The inspector stared at Audrey. She looked away.

"I want to call my embassy," she said at last.

"I'm afraid your embassy can't help you, Miss Lynn."

"What am I being detained for? I have a right to know that."

The inspector stood up and paced, his hands behind his back. In profile he had a small paunch.

"If you truly don't know, Miss Lynn, then it is best you persist in not knowing."

"This is absurd," Audrey said.

She didn't like the way he was looking at her. That self-satisfied smirk of his. Those little blue eyes flickering up and down.

"It is not wise for a young woman to travel alone, Miss Lynn," he said.

"I've never had any trouble."

"Why do you not come with a friend?"

"That's none of your business."

"No?"

She was about to say something, but he cut her off.

"But perhaps I am mistaken, and you do not always travel alone. Perhaps you and Monsieur Marx are better friends than you have led me to believe. Am I mistaken?"

"Yes you are."

"Yes, I thought so. You came here all alone today, to buy your nan's cigarettes, and you had the good fortune to make a new friend. Two in fact. Myself and Monsieur Marx. But Monsieur Marx has turned out not to be so good a friend, I'm afraid."

Audrey had never felt so utterly helpless in all her life.

"Isn't that right, Miss Lynn?"

"I've told you everything I know," she began to cry.

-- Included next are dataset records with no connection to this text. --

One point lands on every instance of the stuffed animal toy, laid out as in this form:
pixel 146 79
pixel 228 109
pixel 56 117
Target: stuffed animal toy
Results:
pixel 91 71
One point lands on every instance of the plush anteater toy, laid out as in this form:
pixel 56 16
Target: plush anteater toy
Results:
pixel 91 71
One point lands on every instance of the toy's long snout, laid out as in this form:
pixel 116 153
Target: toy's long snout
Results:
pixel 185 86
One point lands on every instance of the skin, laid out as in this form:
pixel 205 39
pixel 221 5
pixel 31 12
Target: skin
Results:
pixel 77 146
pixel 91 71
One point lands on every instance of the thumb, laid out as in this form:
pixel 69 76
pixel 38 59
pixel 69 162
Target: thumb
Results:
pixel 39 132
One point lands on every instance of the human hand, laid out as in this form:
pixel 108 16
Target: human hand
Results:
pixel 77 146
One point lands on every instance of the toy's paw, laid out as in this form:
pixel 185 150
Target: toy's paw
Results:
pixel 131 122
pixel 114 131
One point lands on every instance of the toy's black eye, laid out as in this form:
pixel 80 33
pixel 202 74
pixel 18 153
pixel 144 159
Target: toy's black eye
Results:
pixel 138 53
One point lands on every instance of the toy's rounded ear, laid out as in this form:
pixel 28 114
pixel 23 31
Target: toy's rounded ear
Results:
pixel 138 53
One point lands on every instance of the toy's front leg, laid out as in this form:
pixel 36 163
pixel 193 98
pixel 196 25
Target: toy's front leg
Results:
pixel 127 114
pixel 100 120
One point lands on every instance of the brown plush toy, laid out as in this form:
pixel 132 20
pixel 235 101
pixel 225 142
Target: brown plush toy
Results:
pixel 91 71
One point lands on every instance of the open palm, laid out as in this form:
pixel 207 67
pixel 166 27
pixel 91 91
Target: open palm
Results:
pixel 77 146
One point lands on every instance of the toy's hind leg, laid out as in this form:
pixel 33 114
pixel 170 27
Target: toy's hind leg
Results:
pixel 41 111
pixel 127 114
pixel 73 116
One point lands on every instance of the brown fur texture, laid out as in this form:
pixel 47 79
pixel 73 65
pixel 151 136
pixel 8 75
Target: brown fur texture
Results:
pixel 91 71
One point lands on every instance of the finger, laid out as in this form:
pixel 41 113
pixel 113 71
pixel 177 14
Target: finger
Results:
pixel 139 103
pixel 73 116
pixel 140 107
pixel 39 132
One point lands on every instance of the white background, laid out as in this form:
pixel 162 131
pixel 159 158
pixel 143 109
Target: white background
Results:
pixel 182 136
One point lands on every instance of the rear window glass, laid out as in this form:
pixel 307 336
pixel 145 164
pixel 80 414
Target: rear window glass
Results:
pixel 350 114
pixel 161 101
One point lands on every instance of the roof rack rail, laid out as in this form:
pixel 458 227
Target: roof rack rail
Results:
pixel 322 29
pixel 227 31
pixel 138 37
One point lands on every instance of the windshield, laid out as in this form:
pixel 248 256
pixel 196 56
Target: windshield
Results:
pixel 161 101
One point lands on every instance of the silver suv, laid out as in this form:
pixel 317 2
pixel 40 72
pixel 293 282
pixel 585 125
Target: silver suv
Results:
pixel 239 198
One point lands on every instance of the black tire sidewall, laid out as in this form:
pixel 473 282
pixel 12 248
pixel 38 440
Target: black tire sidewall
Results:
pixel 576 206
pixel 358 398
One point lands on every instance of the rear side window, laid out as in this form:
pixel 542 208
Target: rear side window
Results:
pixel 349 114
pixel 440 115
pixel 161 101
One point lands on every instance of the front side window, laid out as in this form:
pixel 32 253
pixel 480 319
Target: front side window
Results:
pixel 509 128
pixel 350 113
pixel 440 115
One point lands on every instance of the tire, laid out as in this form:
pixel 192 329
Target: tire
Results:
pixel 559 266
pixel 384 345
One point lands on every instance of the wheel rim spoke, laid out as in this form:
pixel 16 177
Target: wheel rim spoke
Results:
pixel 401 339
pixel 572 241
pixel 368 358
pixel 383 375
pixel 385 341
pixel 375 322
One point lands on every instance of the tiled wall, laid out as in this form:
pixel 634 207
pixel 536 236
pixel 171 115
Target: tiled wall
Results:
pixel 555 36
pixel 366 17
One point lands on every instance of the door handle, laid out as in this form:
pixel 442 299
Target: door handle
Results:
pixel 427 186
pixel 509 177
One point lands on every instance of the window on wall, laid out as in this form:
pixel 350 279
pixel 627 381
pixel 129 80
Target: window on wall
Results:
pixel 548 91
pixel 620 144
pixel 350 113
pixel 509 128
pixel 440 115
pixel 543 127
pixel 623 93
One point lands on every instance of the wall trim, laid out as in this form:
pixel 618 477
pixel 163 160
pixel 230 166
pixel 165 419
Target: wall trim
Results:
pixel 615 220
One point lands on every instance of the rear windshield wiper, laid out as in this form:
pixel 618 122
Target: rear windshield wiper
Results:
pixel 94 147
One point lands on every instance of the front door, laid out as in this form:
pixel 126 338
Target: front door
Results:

The inspector looked away. He sat down. He sighed.

"I'm sorry," she said.

The inspector picked up the telephone receiver and spoke to someone in French. When he was finished he handed Audrey's passport back to her.

"You will catch the three o'clock ferry," he said.

Audrey wiped her eyes. "You're letting me go?"

 

The gendarmes drove Audrey down cobbled streets no longer steeped in charm. When they reached the quay, the taller one opened the back door and let her out with a nod and a smile. The gendarmes escorted her to the ramp and let her go from there.

Audrey glanced warily around the cabin, half dreading, half hoping, to see the man responsible for her humiliation. She took a seat near a window. Her hands were still shaking. The gendarmes stayed leaning against their car, smoking cigarettes and talking casually with one another until the ferry was far enough from the dock to satisfy them, then they got back in their car and drove away.

Audrey stared out the window at the water flowing by, smooth rolling blue. Half an hour out the announcement was made, passengers wishing to buy alcohol and tobacco at French prices should do so now or forever hold their pence.

A cold breeze blew through the cabin. Audrey put her hands in her coat pockets and felt in one of them a dry crust of bread. She took it out and held it in her lap with a quivering hand. She stared at it for the longest time, as if it held at its core the answers to all her questions. Then, putting the crust back in her pocket, she got up, adjusted her hat, and calmly walked to the on-board shop.